The 2010 political season started early in the Heartland when Ben Albritton announced he’s running for state representative in District 66, which includes all of Hardee County, plus a portion of northwest Sebring, Avon Park and south-central Polk County.
Two Winter Haven men have joined the race as well: chiropractor Gary Newberry, and Leviticus Reed, who ran last year for the Winter Haven Canal Commission.
Newberry told a Polk newspaper that schools, health care, property taxes and insurance rates fair are the major issues in the state. “It never changes,” he said. “There’s always going to be these issues.”
Albritton loves public service, and promotes the Florida Citrus Commission, which he serves as the district 2 commissioner; this year, he’s the chairman.
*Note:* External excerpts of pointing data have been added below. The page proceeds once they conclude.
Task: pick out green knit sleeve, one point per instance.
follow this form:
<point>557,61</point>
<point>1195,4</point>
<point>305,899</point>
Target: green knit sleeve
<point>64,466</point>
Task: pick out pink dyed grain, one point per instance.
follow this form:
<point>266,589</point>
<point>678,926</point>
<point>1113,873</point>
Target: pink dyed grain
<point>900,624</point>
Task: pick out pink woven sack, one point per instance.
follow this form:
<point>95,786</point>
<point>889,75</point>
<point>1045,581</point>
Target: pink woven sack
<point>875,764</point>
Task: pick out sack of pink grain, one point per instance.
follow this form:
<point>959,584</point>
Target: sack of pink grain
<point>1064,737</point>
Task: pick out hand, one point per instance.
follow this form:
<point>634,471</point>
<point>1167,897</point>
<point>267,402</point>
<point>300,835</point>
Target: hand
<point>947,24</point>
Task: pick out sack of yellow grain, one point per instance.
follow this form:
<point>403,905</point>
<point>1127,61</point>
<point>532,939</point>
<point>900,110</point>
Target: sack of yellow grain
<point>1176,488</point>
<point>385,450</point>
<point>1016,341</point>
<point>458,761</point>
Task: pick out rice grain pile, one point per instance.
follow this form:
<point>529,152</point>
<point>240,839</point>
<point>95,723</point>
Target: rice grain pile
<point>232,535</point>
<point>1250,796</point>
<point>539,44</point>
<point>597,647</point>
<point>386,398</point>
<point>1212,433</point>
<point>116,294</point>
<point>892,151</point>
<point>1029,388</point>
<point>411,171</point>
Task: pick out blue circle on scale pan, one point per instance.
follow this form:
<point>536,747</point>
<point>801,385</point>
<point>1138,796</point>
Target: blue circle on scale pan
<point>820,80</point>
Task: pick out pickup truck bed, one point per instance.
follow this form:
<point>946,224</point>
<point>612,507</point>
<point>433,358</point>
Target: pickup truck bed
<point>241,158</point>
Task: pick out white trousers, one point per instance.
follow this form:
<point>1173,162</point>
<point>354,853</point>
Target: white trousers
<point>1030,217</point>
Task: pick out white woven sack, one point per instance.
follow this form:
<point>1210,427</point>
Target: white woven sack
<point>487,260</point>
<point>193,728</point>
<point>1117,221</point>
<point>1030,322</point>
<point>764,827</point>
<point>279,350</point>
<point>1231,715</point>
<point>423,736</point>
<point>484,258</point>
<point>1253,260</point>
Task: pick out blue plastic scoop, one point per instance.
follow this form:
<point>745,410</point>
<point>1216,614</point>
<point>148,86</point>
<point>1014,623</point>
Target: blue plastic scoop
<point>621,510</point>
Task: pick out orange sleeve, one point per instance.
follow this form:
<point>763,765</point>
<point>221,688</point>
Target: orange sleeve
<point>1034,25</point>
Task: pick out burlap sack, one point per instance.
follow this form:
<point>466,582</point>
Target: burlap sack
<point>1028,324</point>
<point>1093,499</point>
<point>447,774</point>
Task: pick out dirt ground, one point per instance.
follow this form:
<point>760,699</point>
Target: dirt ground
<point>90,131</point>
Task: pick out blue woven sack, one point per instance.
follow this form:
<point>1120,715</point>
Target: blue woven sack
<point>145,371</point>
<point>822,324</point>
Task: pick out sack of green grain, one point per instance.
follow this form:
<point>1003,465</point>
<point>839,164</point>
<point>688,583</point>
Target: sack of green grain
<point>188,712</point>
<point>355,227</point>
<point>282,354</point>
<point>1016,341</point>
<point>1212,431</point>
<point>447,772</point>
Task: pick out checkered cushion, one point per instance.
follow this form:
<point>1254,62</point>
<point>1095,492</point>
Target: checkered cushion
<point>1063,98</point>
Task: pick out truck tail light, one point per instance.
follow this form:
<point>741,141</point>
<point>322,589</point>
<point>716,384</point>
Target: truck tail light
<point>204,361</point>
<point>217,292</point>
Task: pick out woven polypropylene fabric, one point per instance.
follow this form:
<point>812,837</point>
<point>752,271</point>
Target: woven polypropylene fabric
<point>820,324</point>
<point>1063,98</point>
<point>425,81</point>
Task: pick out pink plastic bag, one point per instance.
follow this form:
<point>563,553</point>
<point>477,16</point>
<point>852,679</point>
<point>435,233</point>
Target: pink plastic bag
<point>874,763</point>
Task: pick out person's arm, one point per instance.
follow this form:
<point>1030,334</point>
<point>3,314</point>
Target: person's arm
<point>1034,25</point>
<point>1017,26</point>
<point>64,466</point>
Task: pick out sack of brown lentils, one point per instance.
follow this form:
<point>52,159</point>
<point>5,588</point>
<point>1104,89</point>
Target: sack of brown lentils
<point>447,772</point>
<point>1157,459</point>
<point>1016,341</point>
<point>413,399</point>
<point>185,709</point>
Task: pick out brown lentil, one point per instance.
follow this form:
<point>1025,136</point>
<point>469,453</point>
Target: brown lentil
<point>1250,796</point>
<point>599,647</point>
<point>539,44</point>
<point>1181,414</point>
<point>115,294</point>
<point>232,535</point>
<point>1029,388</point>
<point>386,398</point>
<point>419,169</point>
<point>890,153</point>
“I get the greatest pleasure out of serving,” Albritton said. “I love to do it. That’s how I get more out of life.”
District 66 is currently represented by Baxter Troutman, who is limited to four terms in office. Troutman and Albritton are friends, and it was Troutman who first suggested Albritton could replace him.
“The actual thought emerged from a conversation he and I had four years ago,” Albritton said. “He was down here at my office talking to my brother and me, and we asked, who’s thinking about running? Who’s going to fill this seat when you’re gone? And he smiled and looked at me, and said, ‘What about you?’”
Albritton said if he hadn’t been a fourth-generation citrus grower, he might have chosen the ministry. He teaches a life group – a church group of 12 to 15 people who meet at his house every Wednesday.
Family is more important to him than business: “I prioritize my life. It’s simply the only way to keep my head above water. Guard and protect your family. I’m married to the most amazing woman I ever met, Missy. God, family, and others,” said Albritton. “If any of those things get out of order in my life, I know it very quickly.”
Albritton and his wife have three children: Rebecca, 11; Joshua, 8; and Ryan, 4. They live in Wauchula.
The Albritton family started in Bowling Green, which Ben points out was the first home of the Strawberry Festival, before it moved to Plant City. Today, the family owns groves in Hardee and Manatee counties, and an insurance business.
Albritton has a degree in citrus and business from Florida Southern College in Lakeland.
His platform has three components which Albritton said are intertwined and inseparable: family values, education and business. “That is the core of our society,” Albritton said.
“Insurance is super-important in Florida, and it’s going to be a significant challenge in the future,” he said. “The greenbelt exemption going to have be protected with life and limb.”
He also wants to reduce the number of divorces. He cited research from Strong Marriages Florida, which says fragmented families cost the taxpayers $1.9 billion per year.
Albritton would not disclose how much money he has raised, except to say the amount is significant. The first filing deadline for financial statements is June 30.